Some walk-in coolers and freezers are costing Nelson thousands of liters of water and putting wear and tear on its sewage treatment plant, city council has heard.
Those findings were contained in the first phase of a water loss mitigation study by Kootenay-Columbia Environmental Innovations (CEI) that wrapped up in June. The firm inspected 59 Nelson businesses.
CEI consultant Rory Gallaugher says they discovered some businesses had so-called once-through cooling units (OTCs) that pass fresh water through a coil to cool down hot coolant. The water then goes down the drain.
“We haven’t really addressed those because we didn’t know they were out there but when we had the water meters in there we could see that they were operating,” he said.
Gallaugher has calculated the 18 walk-in coolers and freezers should be using a total of 29 million liters of water a year (79,000 liters of water a day) while the 14 water-cooled ice machines go through about 600,000 liters (15,000 liters of water a day) – if they’re working properly.
The OTCs, which are found mostly in hotels, restaurants and grocery stores, are illegal under Nelson’s current bylaws. “They are not allowed in our system. They should never have been installed but apparently they were,” CAO Kevin Cormack said.
During this month’s budget meeting, councillors were shocked to see an example of a failing OTC in a downtown business that was using 500 liters of water an hour during business hours. The building manager is in Calgary.
“What we see here in this image is a half-inch copper pipe with water coming out just completely at full blast. It’s controlled by the thermostat. It’s supposed to provide air conditioning to the building but it hasn’t even been shut off even through we’re in winter right now,” Gallaugher explained in his presentation. He says they were “lucky” to catch this one because it’s not in a closed-loop system.

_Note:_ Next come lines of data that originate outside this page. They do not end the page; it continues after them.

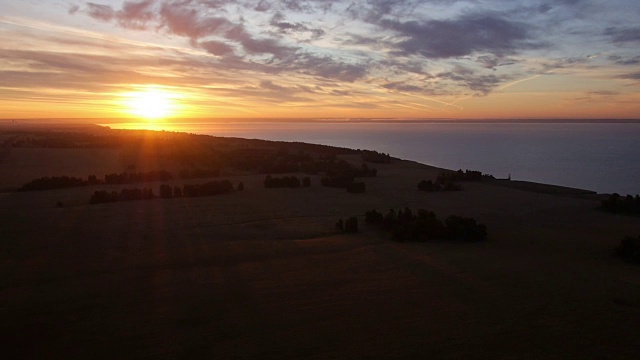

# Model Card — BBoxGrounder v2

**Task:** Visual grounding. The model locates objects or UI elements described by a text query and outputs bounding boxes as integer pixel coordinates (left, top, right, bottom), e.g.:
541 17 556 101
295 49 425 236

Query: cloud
382 82 426 93
608 55 640 66
435 66 507 95
86 1 156 29
86 3 115 22
604 26 640 44
269 12 325 40
290 53 369 82
198 40 235 56
618 72 640 80
379 13 536 59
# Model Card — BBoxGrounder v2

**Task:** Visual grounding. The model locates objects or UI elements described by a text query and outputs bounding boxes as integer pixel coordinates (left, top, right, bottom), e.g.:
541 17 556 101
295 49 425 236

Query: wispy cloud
0 0 639 118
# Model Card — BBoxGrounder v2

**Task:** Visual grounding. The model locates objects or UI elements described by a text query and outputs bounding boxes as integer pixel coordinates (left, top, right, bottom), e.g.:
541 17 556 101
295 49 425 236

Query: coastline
2 125 640 358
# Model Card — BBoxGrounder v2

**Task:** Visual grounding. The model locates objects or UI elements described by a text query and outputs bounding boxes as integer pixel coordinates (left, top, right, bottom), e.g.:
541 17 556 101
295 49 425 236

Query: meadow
1 124 639 359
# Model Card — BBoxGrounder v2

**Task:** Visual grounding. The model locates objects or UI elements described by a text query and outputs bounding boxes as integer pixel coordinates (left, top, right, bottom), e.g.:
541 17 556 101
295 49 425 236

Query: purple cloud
381 14 535 59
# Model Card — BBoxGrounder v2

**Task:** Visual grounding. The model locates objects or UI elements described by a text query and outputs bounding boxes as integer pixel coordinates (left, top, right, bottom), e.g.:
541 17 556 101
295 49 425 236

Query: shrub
344 216 359 233
363 207 487 242
616 235 640 263
346 182 366 193
264 175 301 188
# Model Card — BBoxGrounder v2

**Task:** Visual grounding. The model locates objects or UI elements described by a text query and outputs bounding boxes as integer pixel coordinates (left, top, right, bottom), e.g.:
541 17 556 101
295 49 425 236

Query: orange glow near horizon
121 86 182 120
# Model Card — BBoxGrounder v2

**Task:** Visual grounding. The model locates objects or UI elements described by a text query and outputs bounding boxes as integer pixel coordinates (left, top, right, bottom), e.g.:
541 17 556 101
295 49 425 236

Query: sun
124 87 177 120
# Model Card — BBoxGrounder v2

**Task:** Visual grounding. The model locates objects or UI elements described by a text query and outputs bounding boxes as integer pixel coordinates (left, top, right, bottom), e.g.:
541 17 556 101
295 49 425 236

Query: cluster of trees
417 169 493 193
90 180 234 204
104 170 173 184
321 162 375 193
178 168 220 179
89 187 155 204
601 193 640 214
263 175 311 188
19 175 91 192
182 180 234 197
437 169 492 182
19 168 227 192
365 208 487 242
361 150 392 164
417 179 461 192
616 235 640 263
335 216 359 233
347 182 366 193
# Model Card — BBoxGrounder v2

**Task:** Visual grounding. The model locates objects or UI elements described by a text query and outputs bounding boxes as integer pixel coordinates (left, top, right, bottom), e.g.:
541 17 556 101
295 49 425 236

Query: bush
264 175 301 188
365 209 384 225
363 207 487 242
159 184 173 198
601 193 640 214
346 182 366 193
616 235 640 263
344 216 358 233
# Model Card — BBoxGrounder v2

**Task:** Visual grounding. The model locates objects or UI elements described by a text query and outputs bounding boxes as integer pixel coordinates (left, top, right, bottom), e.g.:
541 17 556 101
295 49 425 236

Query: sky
0 0 639 120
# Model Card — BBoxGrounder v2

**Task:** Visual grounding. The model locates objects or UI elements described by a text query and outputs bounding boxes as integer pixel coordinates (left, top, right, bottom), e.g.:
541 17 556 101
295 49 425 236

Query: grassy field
1 129 640 359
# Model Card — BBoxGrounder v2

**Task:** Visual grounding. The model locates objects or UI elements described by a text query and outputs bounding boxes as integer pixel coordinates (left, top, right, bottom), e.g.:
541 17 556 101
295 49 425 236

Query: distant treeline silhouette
361 150 392 164
616 235 640 263
19 169 222 192
601 193 640 214
365 208 487 242
263 175 311 188
89 187 156 204
335 216 359 233
418 169 494 193
320 162 375 193
90 180 234 204
19 175 92 192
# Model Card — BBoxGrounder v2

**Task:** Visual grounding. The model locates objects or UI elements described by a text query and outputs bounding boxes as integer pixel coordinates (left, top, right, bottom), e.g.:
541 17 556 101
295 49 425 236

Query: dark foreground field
2 128 640 359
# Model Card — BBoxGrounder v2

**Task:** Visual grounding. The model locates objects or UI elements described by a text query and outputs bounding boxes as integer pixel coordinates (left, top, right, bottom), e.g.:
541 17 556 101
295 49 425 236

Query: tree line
19 169 223 192
365 207 487 242
418 169 494 193
361 150 392 164
601 193 640 214
89 180 235 204
263 175 311 188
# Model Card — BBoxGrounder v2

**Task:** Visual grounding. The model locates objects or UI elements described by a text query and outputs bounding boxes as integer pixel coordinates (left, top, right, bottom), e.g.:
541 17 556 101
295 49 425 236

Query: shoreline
0 123 627 196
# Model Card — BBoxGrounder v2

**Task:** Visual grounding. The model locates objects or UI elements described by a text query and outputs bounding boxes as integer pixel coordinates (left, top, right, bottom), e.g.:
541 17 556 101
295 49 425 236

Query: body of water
112 121 640 195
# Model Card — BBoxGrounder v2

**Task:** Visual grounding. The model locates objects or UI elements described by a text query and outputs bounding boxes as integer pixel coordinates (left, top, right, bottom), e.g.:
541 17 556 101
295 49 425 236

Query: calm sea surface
113 122 640 194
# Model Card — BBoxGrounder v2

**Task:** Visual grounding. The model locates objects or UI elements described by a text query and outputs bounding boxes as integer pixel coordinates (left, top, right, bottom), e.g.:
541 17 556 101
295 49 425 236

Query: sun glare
124 87 178 120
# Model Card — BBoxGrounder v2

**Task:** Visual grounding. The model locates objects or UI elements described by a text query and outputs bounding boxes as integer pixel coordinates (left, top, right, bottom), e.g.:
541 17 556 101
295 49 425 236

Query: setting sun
124 87 177 120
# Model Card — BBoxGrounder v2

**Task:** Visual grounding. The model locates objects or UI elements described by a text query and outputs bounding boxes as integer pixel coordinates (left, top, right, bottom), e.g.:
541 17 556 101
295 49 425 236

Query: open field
1 127 640 359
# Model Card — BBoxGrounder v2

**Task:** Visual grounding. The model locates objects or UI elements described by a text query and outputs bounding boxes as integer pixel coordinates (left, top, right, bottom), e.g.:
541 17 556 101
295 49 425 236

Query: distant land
2 118 640 125
2 124 640 358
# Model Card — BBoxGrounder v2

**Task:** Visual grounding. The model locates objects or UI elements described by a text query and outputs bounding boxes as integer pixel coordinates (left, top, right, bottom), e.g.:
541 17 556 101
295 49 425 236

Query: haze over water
111 121 640 195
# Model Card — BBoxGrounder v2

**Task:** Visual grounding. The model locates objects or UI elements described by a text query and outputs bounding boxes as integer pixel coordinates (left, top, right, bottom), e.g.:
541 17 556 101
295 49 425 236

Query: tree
345 216 358 233
159 184 173 198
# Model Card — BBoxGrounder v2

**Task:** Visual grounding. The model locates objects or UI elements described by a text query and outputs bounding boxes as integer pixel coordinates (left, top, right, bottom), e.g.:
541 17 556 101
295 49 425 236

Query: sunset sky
1 0 639 120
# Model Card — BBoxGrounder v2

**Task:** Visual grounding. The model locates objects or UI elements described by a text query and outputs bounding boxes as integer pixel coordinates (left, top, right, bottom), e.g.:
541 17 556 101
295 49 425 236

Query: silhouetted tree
616 235 640 263
159 184 173 198
344 216 358 233
346 182 366 193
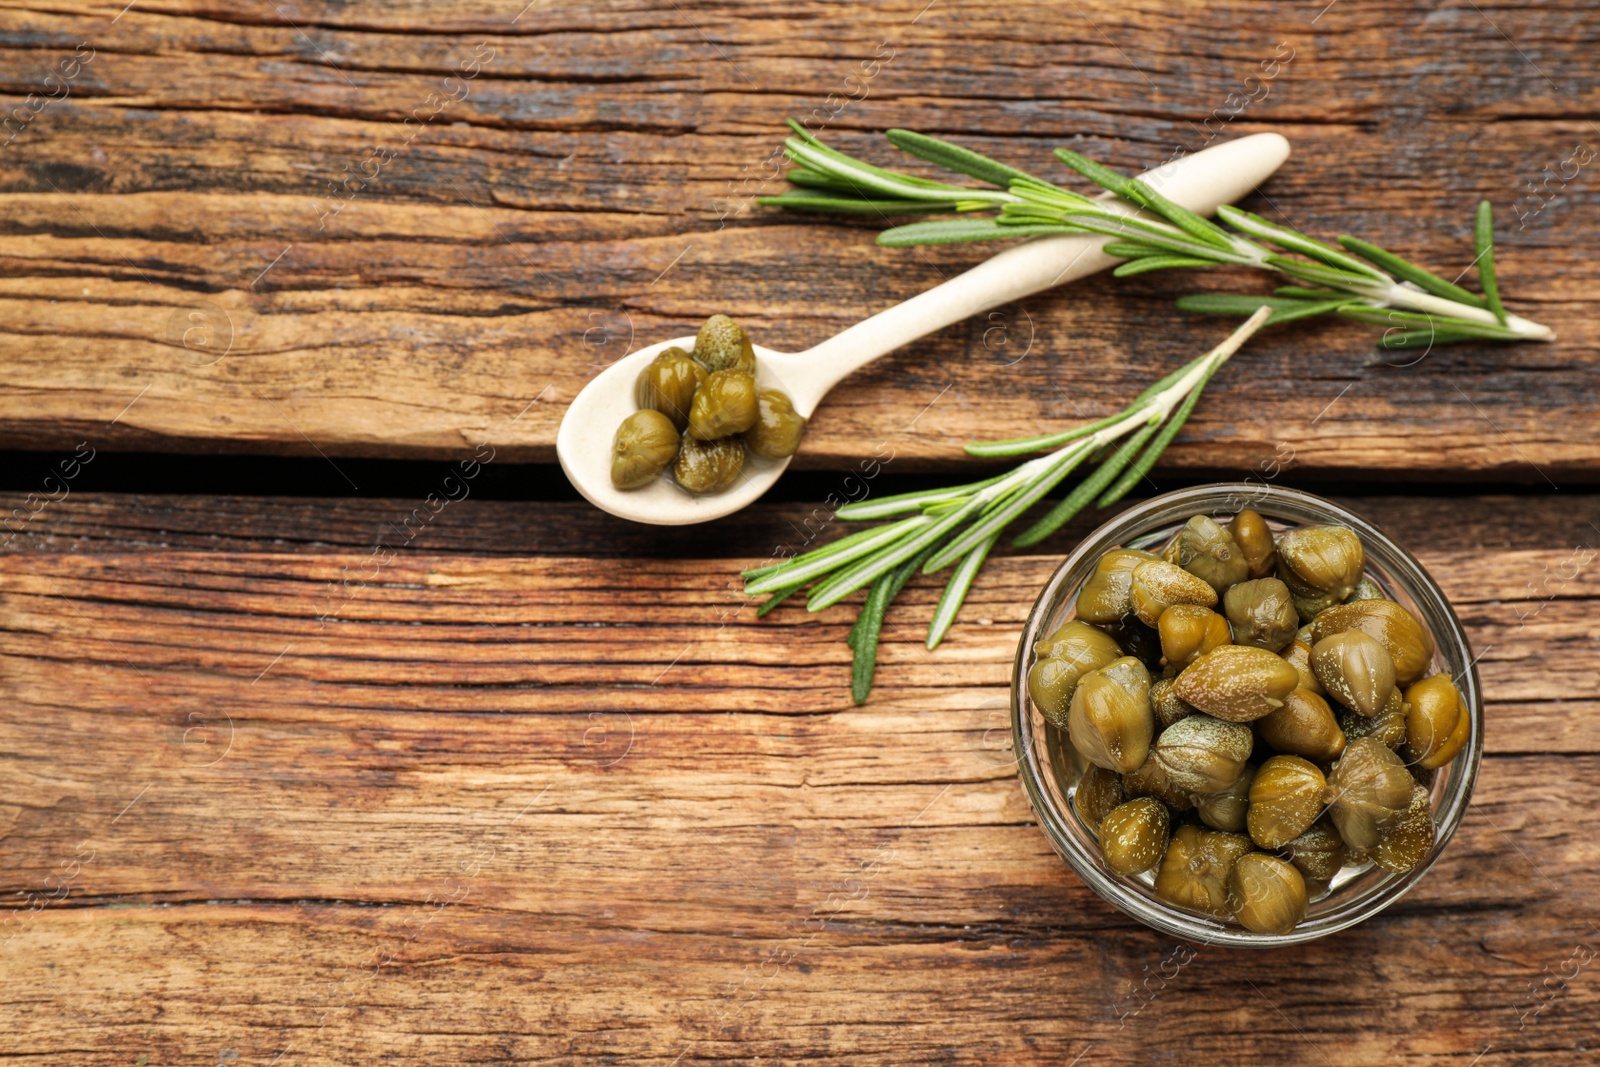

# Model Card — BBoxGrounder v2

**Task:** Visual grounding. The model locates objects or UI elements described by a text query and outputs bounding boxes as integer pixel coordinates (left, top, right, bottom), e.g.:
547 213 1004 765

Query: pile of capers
1033 510 1471 936
611 314 807 494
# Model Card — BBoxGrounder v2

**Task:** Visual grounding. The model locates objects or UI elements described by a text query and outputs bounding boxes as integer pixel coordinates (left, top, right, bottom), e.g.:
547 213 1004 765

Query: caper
1178 515 1250 594
1229 508 1278 579
1073 764 1127 832
693 313 756 374
1247 755 1327 849
1122 751 1195 811
1129 560 1218 626
634 346 706 431
1340 687 1408 750
1312 631 1397 717
1281 639 1324 695
1227 853 1308 935
1223 577 1299 653
1099 796 1172 876
1277 524 1365 615
1346 576 1385 603
1312 599 1435 686
1173 644 1300 723
1403 673 1470 770
1153 824 1253 919
1372 783 1435 874
1196 762 1255 833
1154 714 1254 794
610 409 681 490
1157 604 1231 669
1285 818 1347 882
1067 656 1154 773
1028 621 1124 729
673 434 745 494
1324 737 1414 850
687 369 758 440
1076 549 1162 622
1255 688 1346 762
1150 677 1197 730
743 389 806 459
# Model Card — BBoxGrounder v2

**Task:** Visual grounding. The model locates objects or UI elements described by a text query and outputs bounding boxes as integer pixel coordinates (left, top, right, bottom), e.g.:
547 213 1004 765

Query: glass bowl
1010 484 1482 946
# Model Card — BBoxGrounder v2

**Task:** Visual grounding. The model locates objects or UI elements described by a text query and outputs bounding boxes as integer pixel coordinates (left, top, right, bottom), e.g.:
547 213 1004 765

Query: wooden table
2 3 1597 1064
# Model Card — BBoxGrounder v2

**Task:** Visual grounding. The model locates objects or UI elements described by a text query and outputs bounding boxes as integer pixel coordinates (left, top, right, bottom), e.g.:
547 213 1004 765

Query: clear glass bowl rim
1009 483 1483 947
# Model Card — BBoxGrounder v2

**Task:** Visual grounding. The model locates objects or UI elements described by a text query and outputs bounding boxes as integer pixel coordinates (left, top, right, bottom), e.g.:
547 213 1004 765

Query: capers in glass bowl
1013 485 1481 945
610 314 806 493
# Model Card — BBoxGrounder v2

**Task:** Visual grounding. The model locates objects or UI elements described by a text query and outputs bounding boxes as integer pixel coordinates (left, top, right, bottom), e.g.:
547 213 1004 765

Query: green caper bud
1173 644 1300 723
1157 604 1231 669
1073 764 1126 832
1028 621 1124 729
1196 762 1255 833
634 346 706 431
1067 656 1154 773
1346 576 1385 603
1160 530 1182 565
1284 818 1347 882
1075 549 1162 623
1277 524 1365 611
1247 755 1327 849
1227 853 1308 935
743 389 806 459
1255 688 1346 762
1281 639 1323 695
1099 796 1171 876
1223 577 1299 653
1324 737 1414 850
687 369 758 440
610 409 680 490
1153 714 1254 794
1372 783 1435 874
1229 508 1278 579
1150 677 1197 730
1312 630 1396 718
1122 751 1195 811
1129 560 1218 626
672 434 745 494
1178 515 1250 594
1312 598 1435 687
1340 687 1408 750
1403 674 1470 770
1153 824 1253 919
693 313 756 374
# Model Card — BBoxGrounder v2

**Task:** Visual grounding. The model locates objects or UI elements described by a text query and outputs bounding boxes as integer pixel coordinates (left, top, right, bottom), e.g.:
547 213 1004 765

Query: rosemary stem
1382 284 1554 340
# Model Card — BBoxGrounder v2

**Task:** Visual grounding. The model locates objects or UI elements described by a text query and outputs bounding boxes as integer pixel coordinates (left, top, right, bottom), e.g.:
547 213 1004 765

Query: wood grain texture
0 2 1596 477
2 493 1598 1063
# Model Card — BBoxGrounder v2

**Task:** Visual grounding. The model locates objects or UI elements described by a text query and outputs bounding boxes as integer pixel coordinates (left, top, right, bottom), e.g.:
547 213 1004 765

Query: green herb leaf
1475 200 1509 325
756 191 963 215
878 218 1074 245
1336 235 1488 309
1217 206 1390 282
1011 421 1159 547
1112 255 1217 277
926 532 999 650
887 128 1043 189
1175 293 1355 325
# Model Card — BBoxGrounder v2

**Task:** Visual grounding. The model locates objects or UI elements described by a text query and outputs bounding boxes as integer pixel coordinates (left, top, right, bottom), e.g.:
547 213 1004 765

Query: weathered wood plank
0 2 1595 475
1 504 1598 1063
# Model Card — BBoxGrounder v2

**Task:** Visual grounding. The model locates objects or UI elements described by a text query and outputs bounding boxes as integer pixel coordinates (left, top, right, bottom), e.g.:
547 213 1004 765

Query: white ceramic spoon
557 132 1291 525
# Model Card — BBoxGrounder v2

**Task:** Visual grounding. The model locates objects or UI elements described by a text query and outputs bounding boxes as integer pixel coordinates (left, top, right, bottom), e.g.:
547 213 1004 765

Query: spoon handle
785 132 1291 415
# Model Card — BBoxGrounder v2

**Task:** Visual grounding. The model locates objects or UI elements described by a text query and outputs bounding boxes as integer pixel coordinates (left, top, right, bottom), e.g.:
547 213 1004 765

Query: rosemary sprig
758 125 1554 349
746 308 1274 704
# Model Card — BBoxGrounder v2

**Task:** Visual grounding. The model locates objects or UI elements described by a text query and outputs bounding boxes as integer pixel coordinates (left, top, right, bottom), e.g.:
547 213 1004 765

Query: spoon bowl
558 132 1293 525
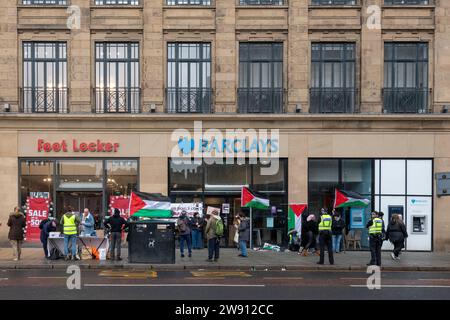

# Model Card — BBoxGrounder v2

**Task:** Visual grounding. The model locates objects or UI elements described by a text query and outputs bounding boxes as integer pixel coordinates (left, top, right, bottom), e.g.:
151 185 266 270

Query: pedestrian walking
317 208 334 265
7 207 26 261
205 210 223 262
238 212 250 258
299 214 318 256
177 211 193 258
105 208 128 261
40 218 56 258
366 211 385 266
191 212 204 250
60 208 81 261
331 213 345 253
386 214 408 261
80 208 96 237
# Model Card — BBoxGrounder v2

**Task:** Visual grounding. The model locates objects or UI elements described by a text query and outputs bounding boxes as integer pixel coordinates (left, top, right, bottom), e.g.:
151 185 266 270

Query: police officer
367 211 385 266
317 208 334 265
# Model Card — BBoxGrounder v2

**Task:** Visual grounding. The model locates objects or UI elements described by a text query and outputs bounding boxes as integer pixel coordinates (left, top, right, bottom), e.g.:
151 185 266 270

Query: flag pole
250 207 253 249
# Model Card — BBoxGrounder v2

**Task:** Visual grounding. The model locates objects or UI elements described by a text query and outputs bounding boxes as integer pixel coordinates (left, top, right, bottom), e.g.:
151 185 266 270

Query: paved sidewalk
1 247 449 271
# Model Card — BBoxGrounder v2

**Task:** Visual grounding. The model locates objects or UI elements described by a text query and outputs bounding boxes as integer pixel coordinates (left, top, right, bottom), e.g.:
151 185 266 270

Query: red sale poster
109 195 131 219
25 197 50 242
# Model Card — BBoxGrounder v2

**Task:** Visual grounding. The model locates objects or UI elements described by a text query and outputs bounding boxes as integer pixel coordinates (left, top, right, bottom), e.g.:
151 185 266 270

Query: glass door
56 191 103 222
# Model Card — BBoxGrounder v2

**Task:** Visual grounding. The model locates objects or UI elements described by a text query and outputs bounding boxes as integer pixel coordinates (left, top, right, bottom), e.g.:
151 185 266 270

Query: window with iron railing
167 43 212 113
166 0 212 5
22 0 68 4
383 42 429 113
384 0 432 5
95 43 140 113
238 43 283 113
310 43 357 113
22 42 68 113
94 0 140 5
238 0 286 5
310 0 357 5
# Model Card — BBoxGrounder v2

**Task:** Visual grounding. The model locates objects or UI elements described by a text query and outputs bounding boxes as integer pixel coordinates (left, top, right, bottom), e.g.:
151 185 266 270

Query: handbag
233 227 239 243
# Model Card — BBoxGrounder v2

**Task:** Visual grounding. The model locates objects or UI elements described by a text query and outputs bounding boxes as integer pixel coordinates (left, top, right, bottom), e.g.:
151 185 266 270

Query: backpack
48 247 63 260
215 218 224 237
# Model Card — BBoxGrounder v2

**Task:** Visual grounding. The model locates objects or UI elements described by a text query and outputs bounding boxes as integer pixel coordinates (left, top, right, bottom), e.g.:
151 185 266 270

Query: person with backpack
237 212 250 258
177 211 193 258
205 210 223 262
386 214 408 261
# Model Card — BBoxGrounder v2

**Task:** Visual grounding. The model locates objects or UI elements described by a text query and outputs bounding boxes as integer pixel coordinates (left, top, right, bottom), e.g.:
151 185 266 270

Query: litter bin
128 220 176 264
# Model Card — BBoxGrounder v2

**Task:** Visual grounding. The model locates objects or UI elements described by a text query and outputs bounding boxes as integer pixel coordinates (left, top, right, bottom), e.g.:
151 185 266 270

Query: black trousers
110 232 122 258
393 240 404 257
42 238 48 258
319 231 334 264
304 231 315 250
208 238 220 260
369 235 383 266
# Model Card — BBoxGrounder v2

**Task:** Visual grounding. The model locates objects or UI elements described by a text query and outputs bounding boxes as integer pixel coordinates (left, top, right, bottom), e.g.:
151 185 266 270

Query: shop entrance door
56 191 103 223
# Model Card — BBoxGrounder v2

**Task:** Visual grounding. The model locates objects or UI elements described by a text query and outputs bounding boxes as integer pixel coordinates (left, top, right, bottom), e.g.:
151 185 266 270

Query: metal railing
238 0 286 5
21 0 68 4
382 88 430 113
384 0 433 5
21 87 68 113
238 88 284 113
93 0 140 5
166 87 213 113
309 88 358 113
94 87 141 113
310 0 357 5
166 0 213 5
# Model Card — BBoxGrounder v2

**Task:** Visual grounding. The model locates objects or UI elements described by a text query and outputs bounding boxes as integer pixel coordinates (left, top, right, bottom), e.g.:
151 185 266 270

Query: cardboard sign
206 206 221 216
171 203 203 218
109 195 131 219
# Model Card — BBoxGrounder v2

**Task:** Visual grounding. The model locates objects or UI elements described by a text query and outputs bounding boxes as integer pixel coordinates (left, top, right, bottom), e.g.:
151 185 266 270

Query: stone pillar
0 0 18 113
70 0 92 113
140 157 168 195
287 0 309 113
215 0 236 113
360 0 383 113
433 157 450 252
142 1 164 113
433 1 450 113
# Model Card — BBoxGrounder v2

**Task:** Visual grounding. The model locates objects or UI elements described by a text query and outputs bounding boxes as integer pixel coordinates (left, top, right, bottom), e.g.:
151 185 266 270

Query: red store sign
38 139 120 153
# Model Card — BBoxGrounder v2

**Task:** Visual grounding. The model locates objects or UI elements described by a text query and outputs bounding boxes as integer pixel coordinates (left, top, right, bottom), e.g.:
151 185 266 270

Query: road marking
0 278 8 281
84 284 265 288
98 270 157 279
263 277 304 280
184 277 226 280
190 271 251 278
341 278 368 280
27 277 66 279
351 285 450 288
418 279 450 281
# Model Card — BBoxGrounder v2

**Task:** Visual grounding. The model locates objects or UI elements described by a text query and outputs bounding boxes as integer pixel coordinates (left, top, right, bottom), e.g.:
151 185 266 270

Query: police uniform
318 214 334 265
367 216 384 266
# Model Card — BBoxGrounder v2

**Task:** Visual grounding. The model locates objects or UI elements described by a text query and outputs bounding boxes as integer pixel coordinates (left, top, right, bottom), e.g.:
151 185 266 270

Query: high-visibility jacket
318 214 332 231
63 214 77 235
369 218 383 235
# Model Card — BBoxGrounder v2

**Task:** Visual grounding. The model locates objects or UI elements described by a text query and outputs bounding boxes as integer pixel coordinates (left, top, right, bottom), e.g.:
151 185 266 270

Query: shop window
204 162 251 191
20 160 54 209
342 159 372 195
170 160 203 192
308 159 339 215
253 159 286 192
106 160 138 196
56 160 103 189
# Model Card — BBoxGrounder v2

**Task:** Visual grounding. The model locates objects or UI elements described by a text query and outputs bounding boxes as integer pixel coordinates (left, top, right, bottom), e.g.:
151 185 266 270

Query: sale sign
109 195 131 219
25 197 50 242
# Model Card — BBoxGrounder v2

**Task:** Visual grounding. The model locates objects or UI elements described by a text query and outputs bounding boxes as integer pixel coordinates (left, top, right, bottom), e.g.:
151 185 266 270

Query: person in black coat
299 214 318 256
40 219 57 258
105 209 128 261
386 214 408 260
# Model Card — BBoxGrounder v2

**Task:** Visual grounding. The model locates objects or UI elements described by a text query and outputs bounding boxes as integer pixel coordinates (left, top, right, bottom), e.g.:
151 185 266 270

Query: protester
238 212 250 258
288 230 301 252
40 218 56 258
105 208 128 261
60 208 81 261
386 214 408 261
80 208 96 237
299 213 318 256
366 211 385 266
191 212 204 250
233 214 241 250
317 208 334 265
177 211 193 258
331 213 345 253
205 210 222 262
103 213 112 259
7 207 26 261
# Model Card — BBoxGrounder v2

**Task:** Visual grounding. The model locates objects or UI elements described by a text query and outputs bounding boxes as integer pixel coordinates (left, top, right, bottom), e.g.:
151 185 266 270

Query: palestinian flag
334 189 370 209
241 187 270 210
288 204 307 233
129 191 172 218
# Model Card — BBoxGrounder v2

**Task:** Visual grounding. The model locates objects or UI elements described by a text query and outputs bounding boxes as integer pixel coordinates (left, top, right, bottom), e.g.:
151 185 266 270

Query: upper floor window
238 43 283 113
310 0 357 5
238 0 285 5
383 42 429 113
22 0 68 4
166 0 212 5
95 43 140 113
22 42 67 113
310 43 357 113
384 0 432 5
94 0 140 5
167 43 212 113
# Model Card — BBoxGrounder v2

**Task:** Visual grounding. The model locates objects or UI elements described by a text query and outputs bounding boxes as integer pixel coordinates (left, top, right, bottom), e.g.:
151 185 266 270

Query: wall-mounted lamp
150 104 156 113
3 103 10 112
442 105 449 114
295 104 302 114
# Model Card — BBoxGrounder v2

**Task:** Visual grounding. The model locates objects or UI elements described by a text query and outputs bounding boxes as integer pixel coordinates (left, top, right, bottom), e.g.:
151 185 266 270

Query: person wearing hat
317 208 334 265
177 210 193 258
366 211 385 266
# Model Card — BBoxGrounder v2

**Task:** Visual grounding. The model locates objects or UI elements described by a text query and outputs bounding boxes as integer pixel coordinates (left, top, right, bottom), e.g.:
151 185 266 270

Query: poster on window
109 195 131 219
25 197 50 242
350 207 365 229
171 203 204 218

Since Nelson bills for water on a per-fixture rate, a failure in a closed-loop system may not be caught for years…sometimes decades.
Gallaugher says he and Deputy CAO Colin McClure plan to address the illegal once-through cooling units some time in the spring.
Other B.C. municipalities have either phased them out or offered a rebate program to swap them out.
While the issues of water loss are always changing, Coun. Keith Page wondered aloud if the city should be doing on-the-ground monitoring at regular intervals.
The next phases of the study will tackle other areas where Nelson is losing water including irrigation overuse, failing toilets and leaking rooftop cooling units.